Veerman Johan, van den Bergh Toine, Orrling Kristina M, Jansen Chimed, Cos Paul, Maes Louis, Chatelain Eric, Ioset Jean-Robert, Edink Ewald E, Tenor Hermann, Seebeck Thomas, de Esch Iwan, Leurs Rob, Sterk Geert Jan
Mercachem, PO Box 6747, 6503 GE Nijmegen, The Netherlands.
Division of Medicinal Chemistry, Faculty of Sciences, Amsterdam Institute of Molecules, Medicines & Systems (AIMMS), Vrije Universiteit Amsterdam, De Boelelaan 1083, 1081 HV Amsterdam, The Netherlands.
Bioorg Med Chem. 2016 Apr 1;24(7):1573-81. doi: 10.1016/j.bmc.2016.02.032. Epub 2016 Feb 26.

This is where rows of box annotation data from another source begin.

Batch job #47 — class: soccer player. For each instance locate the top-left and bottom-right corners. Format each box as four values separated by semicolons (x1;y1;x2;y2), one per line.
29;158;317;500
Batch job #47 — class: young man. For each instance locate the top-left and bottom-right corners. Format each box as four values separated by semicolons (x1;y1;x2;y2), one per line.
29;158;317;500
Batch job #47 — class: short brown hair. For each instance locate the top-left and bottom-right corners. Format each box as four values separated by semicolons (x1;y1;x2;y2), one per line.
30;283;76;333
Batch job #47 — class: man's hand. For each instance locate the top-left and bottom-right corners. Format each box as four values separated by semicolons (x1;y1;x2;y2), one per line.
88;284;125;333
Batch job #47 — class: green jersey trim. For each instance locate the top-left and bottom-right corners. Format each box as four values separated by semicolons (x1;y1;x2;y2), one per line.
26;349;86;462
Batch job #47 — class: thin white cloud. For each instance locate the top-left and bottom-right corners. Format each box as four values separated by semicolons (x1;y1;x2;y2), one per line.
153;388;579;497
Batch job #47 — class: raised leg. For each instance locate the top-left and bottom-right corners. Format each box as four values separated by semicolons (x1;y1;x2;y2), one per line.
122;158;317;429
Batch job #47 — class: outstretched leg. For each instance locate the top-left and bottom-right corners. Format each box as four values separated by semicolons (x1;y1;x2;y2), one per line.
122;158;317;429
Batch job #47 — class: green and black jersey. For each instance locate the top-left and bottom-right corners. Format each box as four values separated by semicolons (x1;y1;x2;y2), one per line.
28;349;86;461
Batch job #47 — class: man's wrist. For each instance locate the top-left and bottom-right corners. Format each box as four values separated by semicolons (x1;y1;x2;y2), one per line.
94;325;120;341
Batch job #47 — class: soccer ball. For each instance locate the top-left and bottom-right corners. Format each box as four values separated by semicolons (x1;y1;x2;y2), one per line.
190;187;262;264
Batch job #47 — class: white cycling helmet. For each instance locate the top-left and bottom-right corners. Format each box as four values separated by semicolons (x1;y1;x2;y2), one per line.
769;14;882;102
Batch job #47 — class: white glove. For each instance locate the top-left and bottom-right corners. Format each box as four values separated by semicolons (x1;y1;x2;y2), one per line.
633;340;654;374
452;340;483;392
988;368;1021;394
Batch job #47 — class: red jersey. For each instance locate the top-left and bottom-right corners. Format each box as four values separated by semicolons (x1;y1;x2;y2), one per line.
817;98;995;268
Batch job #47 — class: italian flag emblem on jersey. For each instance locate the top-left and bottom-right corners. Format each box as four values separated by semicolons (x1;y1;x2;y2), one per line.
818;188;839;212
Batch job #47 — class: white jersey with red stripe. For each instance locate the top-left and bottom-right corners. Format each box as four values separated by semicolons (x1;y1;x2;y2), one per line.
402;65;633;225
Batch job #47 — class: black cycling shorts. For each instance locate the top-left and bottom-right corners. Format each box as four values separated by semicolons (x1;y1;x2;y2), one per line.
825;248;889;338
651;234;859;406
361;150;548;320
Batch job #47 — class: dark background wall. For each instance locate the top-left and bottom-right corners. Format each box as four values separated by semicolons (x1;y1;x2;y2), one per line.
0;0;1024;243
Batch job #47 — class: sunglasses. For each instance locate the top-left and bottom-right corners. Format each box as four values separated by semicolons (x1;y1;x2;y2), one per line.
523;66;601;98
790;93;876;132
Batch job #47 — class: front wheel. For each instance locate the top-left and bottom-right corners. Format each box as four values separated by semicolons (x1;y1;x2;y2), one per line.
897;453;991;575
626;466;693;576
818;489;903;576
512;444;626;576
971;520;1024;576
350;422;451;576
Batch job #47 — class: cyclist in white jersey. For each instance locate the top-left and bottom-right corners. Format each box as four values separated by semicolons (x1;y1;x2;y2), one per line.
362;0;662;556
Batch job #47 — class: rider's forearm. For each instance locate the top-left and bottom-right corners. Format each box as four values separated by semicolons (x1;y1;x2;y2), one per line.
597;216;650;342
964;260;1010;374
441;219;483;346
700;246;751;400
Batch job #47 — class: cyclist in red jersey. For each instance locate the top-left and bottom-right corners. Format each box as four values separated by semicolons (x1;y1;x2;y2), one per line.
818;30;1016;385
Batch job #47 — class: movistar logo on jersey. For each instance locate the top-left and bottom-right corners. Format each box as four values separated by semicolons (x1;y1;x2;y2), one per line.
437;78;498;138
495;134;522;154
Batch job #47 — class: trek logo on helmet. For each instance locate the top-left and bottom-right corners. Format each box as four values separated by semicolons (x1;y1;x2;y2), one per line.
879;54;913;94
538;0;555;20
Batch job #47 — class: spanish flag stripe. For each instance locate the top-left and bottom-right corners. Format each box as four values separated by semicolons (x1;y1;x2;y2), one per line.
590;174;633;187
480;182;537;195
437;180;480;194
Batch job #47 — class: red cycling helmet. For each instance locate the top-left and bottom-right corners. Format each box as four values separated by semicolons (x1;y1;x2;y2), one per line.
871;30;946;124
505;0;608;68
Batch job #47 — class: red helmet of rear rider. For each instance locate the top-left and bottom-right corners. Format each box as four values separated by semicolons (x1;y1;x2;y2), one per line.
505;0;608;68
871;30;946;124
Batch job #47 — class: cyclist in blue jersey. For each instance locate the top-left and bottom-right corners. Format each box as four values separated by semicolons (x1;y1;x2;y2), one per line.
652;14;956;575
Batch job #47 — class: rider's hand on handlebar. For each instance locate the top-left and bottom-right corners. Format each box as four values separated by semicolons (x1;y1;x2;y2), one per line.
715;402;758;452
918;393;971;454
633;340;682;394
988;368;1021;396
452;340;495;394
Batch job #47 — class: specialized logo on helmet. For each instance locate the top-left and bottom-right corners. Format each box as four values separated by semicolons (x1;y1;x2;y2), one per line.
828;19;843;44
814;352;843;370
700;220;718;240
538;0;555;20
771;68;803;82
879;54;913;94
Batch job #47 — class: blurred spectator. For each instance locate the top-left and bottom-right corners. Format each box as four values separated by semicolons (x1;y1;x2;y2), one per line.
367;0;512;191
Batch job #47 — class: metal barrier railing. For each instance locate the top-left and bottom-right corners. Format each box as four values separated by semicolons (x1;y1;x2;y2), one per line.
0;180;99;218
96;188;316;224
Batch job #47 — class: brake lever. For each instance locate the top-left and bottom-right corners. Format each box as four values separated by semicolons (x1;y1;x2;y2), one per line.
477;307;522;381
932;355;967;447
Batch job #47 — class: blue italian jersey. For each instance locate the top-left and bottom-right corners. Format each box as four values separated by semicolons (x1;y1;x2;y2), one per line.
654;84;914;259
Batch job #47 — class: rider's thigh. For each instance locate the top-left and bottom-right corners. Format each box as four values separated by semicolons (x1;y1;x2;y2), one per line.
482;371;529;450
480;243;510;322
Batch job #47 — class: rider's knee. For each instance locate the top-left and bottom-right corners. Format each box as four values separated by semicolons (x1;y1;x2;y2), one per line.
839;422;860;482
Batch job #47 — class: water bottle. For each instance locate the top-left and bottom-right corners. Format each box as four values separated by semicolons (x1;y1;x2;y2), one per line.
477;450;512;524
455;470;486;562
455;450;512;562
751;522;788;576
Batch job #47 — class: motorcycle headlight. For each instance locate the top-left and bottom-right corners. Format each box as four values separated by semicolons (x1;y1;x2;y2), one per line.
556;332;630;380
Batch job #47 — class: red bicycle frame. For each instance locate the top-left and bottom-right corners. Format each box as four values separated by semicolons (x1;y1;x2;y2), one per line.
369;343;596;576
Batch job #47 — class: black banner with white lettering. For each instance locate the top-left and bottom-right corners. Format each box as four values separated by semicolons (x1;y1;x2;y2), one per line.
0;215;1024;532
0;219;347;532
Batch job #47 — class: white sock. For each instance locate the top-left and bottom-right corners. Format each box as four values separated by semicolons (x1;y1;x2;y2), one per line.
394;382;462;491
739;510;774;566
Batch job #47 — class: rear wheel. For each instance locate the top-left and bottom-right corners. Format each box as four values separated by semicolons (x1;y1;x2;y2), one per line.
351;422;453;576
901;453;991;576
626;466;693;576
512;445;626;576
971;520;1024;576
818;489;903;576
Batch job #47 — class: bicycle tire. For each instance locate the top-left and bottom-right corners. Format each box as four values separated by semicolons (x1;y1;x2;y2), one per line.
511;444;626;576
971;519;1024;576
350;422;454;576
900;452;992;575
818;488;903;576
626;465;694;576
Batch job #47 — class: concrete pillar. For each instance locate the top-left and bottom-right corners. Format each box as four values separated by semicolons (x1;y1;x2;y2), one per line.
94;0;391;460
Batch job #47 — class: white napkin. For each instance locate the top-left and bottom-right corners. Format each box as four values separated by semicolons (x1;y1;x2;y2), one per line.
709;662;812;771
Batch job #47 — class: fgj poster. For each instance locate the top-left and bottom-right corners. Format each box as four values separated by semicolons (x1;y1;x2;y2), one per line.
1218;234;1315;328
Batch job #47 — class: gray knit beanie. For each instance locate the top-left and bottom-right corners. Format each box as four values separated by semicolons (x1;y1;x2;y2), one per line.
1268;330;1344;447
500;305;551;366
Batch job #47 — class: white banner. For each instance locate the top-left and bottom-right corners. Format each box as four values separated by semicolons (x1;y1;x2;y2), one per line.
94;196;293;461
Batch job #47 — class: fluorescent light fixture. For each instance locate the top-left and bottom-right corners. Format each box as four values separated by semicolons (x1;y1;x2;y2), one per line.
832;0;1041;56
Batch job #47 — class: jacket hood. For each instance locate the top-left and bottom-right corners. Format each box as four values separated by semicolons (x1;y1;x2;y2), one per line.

Trypanosomal phosphodiesterases B1 and B2 (TbrPDEB1 and TbrPDEB2) play an important role in the life cycle of Trypanosoma brucei, the causative parasite of human African trypanosomiasis (HAT), also known as African sleeping sickness. Knock down of both enzymes leads to cell cycle arrest and is lethal to the parasite. Recently, we reported the phenylpyridazinone, NPD-001, with low nanomolar IC50 values on both TbrPDEB1 (IC50: 4nM) and TbrPDEB2 (IC50: 3nM) (J. Infect. Dis.2012, 206, 229). In this study, we now report on the first structure activity relationships of a series of phenylpyridazinone analogs as TbrPDEB1 inhibitors. A selection of compounds was also shown to be anti-parasitic. Importantly, a good correlation between TbrPDEB1 IC50 and EC50 against the whole parasite was observed. Preliminary analysis of the SAR of selected compounds on TbrPDEB1 and human PDEs shows large differences which shows the potential for obtaining parasite selective PDE inhibitors. The results of these studies support the pharmacological validation of the Trypanosome PDEB family as novel therapeutic approach for HAT and provide as well valuable information for the design of potent TbrPDEB1 inhibitors that could be used for the treatment of this disease.
锥虫磷酸二酯酶B1和B2(TbrPDEB1和TbrPDEB2)在布氏锥虫的生命周期中发挥着重要作用,布氏锥虫是人类非洲锥虫病(HAT,又称非洲昏睡病)的致病寄生虫。两种酶的敲低会导致细胞周期停滞,并对寄生虫具有致死性。最近,我们报道了苯基哒嗪酮NPD - 001,它对TbrPDEB1(IC50:4nM)和TbrPDEB2(IC50:3nM)的IC50值均处于低纳摩尔水平(《传染病杂志》2012年,206卷,229页)。在本研究中,我们现在报告一系列苯基哒嗪酮类似物作为TbrPDEB1抑制剂的首次构效关系。还显示了一系列化合物具有抗寄生虫作用。重要的是,观察到TbrPDEB1的IC50与针对整个寄生虫的EC50之间具有良好的相关性。对所选化合物在TbrPDEB1和人磷酸二酯酶上的构效关系进行的初步分析显示出很大差异,这表明有可能获得寄生虫选择性磷酸二酯酶抑制剂。这些研究结果支持将锥虫磷酸二酯酶B家族作为治疗人类非洲锥虫病的新治疗方法进行药理学验证,并为设计可用于治疗该疾病的强效TbrPDEB1抑制剂提供了有价值的信息。